My career in marketing started at an ad agency called NW Ayer that created some of the most iconic ad campaigns including “A Diamond is Forever” (DeBeers); “Reach and touch someone” (AT&T) and the ever powerful “Be all you can be” for the Army.
These formative years imprinted on my mind and heart that great advertising is advertising that makes Human Contact – the guiding principle of the agency. This principle meant we were motivated to always do right by our clients. It meant we had to ensure that the media and the message were synergistic – not combative. Mostly though it meant that we were driven to create advertising that touched real people in their everyday lives.
Twenty years on and I had moved to the client side – AT&T, Lucent Tech, CA, Bell Labs among other firms. I got to work with many many agencies and saw many models ranging from “ala carte” to “full service.” But irrespective of the agency, my main criteria for hiring and/or firing an agency all hinged on whether I trusted the agency to do right by us; to utilize the right tech; to create campaigns that connected with real people and to have a clear process that could improve our results with consistency.
Today, agencies have squandered their “trust” credentials because they did not lead the evolution of marketing technology or even evaluate it with authority. Instead, they abandoned their clients and their aching need to have some adults in the room to moderate the enthusiasm of adtech guys who promised them the world. Worse, after it was clear that the tech guys were walking away with the show, these agency holding groups tried to shore up their “creds” by buying tech firms at crazy high valuations with questionable real value to clients.

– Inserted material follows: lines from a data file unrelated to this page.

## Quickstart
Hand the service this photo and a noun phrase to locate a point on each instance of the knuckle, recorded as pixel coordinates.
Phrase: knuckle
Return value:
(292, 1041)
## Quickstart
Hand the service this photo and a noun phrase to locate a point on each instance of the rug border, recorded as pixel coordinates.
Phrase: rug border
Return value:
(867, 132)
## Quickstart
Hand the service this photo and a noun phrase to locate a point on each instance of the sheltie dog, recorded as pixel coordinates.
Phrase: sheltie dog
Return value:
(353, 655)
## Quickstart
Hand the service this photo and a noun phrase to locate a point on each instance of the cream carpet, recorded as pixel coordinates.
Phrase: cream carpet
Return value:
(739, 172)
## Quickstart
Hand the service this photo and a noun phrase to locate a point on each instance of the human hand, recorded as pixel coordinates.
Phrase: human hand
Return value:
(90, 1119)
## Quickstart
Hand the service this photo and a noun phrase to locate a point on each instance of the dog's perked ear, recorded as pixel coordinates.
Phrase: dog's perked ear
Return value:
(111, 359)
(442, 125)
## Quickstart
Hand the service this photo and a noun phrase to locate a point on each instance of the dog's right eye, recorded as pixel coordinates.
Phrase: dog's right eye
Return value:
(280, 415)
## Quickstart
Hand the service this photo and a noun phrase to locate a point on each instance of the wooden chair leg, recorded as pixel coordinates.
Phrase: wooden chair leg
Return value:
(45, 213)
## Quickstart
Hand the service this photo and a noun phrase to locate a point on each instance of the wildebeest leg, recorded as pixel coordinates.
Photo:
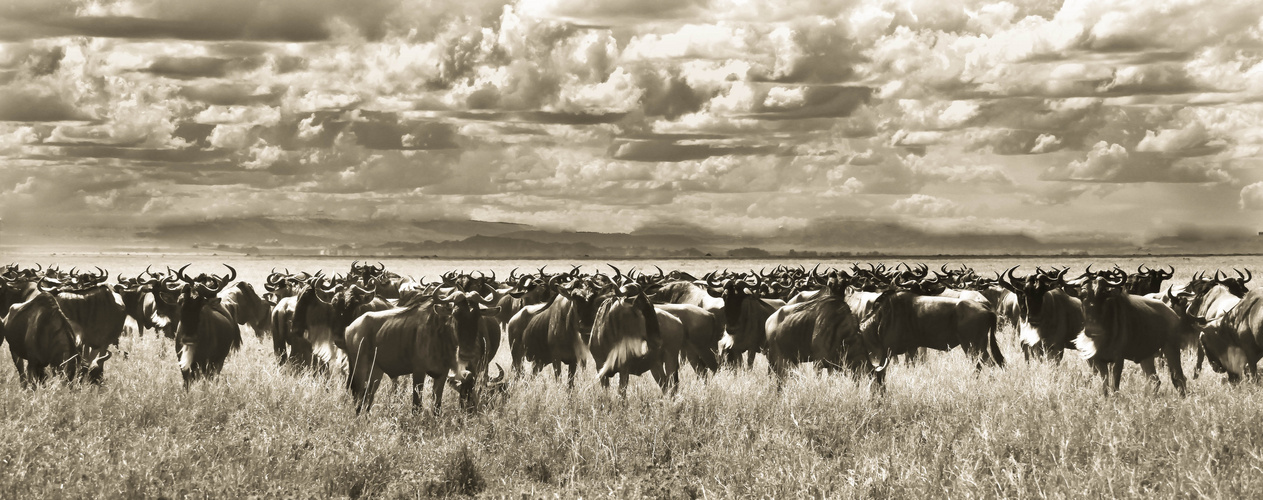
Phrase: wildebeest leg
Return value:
(663, 380)
(1101, 369)
(1196, 368)
(438, 389)
(623, 384)
(1151, 371)
(1115, 374)
(1175, 370)
(418, 386)
(364, 386)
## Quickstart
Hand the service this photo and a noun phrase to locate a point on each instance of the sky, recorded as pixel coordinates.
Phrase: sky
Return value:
(1129, 118)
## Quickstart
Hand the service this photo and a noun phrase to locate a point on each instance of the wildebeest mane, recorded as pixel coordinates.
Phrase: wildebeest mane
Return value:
(95, 312)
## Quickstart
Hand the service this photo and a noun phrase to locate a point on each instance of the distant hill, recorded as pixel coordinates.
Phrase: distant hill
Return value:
(483, 239)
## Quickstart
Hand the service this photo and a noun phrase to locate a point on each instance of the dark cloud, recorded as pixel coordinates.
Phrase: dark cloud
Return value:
(652, 150)
(200, 67)
(24, 102)
(284, 20)
(226, 94)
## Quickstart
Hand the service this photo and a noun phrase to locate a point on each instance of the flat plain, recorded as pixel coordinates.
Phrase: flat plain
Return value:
(1031, 429)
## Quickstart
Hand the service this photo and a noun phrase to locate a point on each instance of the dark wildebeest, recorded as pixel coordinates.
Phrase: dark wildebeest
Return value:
(552, 333)
(902, 321)
(1119, 326)
(702, 332)
(245, 307)
(745, 316)
(322, 313)
(478, 339)
(1050, 318)
(416, 339)
(288, 345)
(630, 337)
(1200, 299)
(206, 333)
(41, 336)
(1147, 280)
(821, 330)
(1234, 341)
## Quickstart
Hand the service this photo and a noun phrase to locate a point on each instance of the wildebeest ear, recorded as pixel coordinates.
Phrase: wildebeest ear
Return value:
(442, 309)
(489, 311)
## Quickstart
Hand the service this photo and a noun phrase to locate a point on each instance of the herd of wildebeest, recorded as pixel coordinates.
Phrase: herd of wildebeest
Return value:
(371, 322)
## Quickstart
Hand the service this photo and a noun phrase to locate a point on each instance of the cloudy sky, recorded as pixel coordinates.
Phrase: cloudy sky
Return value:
(1129, 116)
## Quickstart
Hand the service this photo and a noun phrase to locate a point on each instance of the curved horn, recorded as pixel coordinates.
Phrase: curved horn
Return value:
(230, 277)
(1119, 280)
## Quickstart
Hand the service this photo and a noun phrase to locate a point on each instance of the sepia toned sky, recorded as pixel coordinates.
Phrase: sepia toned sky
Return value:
(1134, 118)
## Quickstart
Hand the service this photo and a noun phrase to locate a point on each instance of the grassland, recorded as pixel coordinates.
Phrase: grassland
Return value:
(1032, 429)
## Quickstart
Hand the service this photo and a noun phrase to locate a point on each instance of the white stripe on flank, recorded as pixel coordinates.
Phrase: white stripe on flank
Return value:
(1085, 346)
(1028, 335)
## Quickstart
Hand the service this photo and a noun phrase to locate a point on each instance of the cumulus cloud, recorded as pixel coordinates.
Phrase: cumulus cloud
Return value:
(635, 110)
(1114, 163)
(926, 206)
(1252, 196)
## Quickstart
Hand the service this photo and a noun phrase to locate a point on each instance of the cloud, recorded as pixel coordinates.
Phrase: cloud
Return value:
(28, 102)
(1113, 163)
(926, 206)
(1252, 196)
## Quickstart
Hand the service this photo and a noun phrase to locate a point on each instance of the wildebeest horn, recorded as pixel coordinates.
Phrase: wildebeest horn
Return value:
(1122, 278)
(229, 278)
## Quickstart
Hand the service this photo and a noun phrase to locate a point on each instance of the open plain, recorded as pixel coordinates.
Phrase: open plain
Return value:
(1031, 429)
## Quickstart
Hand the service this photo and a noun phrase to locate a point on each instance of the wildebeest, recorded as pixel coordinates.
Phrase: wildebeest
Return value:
(552, 333)
(1050, 317)
(478, 337)
(322, 315)
(630, 337)
(745, 315)
(902, 321)
(245, 307)
(41, 336)
(1119, 326)
(414, 339)
(821, 330)
(702, 332)
(206, 333)
(1234, 341)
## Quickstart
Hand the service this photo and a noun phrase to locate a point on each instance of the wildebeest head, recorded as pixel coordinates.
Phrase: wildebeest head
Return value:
(1147, 280)
(734, 291)
(584, 296)
(1235, 285)
(1223, 355)
(1031, 291)
(1098, 293)
(342, 299)
(196, 294)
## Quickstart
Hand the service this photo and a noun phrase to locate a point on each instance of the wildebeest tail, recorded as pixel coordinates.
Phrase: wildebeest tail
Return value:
(1085, 345)
(995, 346)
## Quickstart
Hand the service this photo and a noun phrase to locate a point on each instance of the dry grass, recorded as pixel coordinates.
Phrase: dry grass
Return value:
(1028, 431)
(1032, 429)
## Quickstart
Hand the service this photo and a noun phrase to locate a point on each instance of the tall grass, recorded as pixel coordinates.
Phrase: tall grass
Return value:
(1033, 429)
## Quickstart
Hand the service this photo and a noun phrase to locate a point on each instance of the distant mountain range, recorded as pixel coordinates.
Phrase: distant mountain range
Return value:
(481, 239)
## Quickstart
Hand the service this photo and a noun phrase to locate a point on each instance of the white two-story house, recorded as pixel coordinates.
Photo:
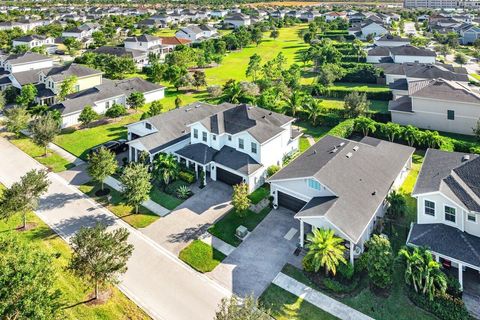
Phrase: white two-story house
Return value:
(341, 185)
(229, 143)
(448, 210)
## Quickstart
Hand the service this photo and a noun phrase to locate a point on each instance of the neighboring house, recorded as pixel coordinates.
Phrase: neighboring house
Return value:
(229, 143)
(448, 210)
(237, 20)
(400, 54)
(389, 40)
(438, 104)
(103, 96)
(342, 185)
(197, 33)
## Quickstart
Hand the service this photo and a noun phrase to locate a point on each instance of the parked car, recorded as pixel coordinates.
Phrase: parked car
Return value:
(116, 146)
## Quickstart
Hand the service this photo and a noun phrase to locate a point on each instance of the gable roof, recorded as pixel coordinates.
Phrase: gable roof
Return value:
(359, 187)
(452, 174)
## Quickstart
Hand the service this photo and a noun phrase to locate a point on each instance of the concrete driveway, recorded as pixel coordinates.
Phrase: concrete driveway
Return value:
(255, 263)
(192, 218)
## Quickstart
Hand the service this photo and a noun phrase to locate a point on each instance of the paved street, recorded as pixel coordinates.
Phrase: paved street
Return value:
(156, 280)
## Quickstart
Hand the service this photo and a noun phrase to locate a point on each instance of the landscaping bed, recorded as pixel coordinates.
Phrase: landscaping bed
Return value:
(225, 228)
(201, 256)
(118, 207)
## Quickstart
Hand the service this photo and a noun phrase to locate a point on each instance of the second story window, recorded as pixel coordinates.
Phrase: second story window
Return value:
(430, 208)
(240, 143)
(449, 214)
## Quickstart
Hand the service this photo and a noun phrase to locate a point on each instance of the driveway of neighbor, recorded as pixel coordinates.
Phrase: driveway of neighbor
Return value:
(192, 218)
(162, 285)
(255, 263)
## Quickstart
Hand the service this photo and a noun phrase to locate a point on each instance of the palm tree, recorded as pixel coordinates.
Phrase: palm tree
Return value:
(325, 250)
(165, 167)
(293, 101)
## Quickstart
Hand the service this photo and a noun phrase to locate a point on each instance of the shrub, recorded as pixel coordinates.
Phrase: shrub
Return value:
(116, 110)
(187, 176)
(272, 170)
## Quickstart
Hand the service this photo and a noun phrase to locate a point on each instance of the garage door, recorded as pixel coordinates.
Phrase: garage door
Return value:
(290, 202)
(228, 177)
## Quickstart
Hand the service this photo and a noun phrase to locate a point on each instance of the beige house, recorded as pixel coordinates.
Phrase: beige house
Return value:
(438, 104)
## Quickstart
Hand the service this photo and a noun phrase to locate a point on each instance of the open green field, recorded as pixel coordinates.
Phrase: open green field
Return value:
(235, 63)
(75, 291)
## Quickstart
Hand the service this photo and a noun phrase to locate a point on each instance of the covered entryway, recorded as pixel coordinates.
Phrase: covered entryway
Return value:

This is when I turned from agency advocate to one mad woman. I was mad that agencies allowed the industry to be taken over the ad tech guys. I was angry that agencies were underpowered to advise clients well on how they organize their marketing architecture to help them make their ad budgets accountable. But what was simply unacceptable is that agency holding companies burdened their agencies to use their newly acquired technology – irrespective of whether or not the tech served the client well. The core agency value of doing right by clients was shoved aside in pursuit of profits.
The solution for me was clear. Leverage my deep agency experience, brand experience, and tech knowledge to create a wholly new agency holding company with an entirely different DNA – who we serve, what we offer and how we make money.
We call it The Trust Web. This represents a new technological agency/ agent holding company that will thrive by serving both advertisers and consumers with new avenues for making connections that count.